CINCINNATI – As the COVID-19 epidemic continues, Cincinnati is also charging out of summer and into the early fall – and another form of victimization for many in the area: Ragweed season.

An Associate Professor at the University of Cincinnati and an allergy specialist, Drs. Ahmed Sedaghat estimates that, while 10–15% of people nationwide suffer from allergies in the Greater Cincinnati region, it is 25% more preferred.

“It’s like the allergy capital of the world, unfortunately,” Sedaghat said.

Due to the bowl Cincinnati sits inside, and the lack of atmospheric ventilation to blow pollen out of the area, allergies are particularly bad in Queen City. Ragweed can be found on the roadside or in backyard parks in the Tri-State. Couples with an epidemic and it can be difficult to determine whether a snort is a symptom, or just ragweed.

Typical allergy season symptoms may include several COVID-19 symptoms such as congestion, sneezing, headache, runny nose, or sore throat.
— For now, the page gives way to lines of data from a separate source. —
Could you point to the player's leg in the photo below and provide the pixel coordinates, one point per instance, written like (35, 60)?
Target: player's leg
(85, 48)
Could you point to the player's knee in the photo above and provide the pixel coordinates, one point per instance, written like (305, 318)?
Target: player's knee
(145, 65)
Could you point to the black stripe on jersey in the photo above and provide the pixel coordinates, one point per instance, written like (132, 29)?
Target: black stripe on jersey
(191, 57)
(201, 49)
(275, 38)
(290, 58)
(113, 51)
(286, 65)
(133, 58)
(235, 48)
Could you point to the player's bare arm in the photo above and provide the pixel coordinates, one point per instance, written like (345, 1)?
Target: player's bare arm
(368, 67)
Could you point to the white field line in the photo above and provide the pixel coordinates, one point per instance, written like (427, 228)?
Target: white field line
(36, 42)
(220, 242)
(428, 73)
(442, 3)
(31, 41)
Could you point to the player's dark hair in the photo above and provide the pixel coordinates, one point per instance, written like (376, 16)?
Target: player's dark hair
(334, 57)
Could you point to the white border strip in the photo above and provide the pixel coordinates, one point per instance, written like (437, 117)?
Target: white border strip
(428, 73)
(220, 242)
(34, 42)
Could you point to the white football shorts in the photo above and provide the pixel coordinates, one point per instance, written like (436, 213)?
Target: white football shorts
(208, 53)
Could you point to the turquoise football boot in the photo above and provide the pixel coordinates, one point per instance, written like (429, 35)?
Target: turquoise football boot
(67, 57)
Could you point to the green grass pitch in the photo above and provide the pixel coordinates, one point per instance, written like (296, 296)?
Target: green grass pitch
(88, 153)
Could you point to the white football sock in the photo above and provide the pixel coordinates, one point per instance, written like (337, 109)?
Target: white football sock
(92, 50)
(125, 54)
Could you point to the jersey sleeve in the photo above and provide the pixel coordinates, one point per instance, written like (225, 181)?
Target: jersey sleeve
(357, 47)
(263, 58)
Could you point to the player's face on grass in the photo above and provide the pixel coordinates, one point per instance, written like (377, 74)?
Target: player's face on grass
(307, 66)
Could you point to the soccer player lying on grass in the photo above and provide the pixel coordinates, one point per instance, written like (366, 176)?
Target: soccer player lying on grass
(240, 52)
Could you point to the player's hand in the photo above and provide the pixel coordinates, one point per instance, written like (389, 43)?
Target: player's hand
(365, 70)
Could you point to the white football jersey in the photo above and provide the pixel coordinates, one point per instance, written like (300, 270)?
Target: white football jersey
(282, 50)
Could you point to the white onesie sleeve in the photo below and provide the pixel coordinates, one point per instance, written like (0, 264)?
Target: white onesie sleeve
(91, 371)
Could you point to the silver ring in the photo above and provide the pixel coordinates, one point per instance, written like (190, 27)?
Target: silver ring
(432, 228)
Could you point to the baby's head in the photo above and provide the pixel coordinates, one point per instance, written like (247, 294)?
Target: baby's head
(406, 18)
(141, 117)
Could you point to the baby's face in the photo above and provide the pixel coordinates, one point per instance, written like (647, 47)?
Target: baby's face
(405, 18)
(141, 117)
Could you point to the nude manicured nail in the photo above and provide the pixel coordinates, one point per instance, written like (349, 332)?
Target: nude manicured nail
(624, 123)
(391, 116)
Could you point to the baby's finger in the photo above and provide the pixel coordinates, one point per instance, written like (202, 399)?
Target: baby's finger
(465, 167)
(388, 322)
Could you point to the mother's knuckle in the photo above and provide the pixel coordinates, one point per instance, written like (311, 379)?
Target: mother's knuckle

However, Sedaghat said the key is watching the fever.

“Kovid patients will see some nasal symptoms, but when you compare them to allergy patients, the severity of those nasal symptoms seems to be much worse in allergic patients,” he said. “If you have a fever with these symptoms, this would be one reason to think about COVID-19.”

Another major difference between the two is the overall lack of odor, which is a very characteristic feature for COVID-19.

For those suffering from allergies, the upcoming season could mean a few more stars in public – and the constant danger of sneezing while wearing a mask.

“I don’t really care, but people make you look weird, especially at Walmart or something else,” said David Kruse, who is an allergic allergen. “You cough and everyone changes and you think the SWAT team is going to come through the roof or something.”

Although allergies may seem more like a benign thing than a fatal epidemic, Sedaghat said it is still important to keep the allergy under control.

“Poor quality of life, poor sleep which then tricked for their work, productivity, their ability to spend time with family and loved ones,” he said.

The Southwest Ohio Air Quality Agency said it expected Cincinnati to see some high-rugged days this week due to the pleasant weather, but the numbers remained in the middle range for Monday.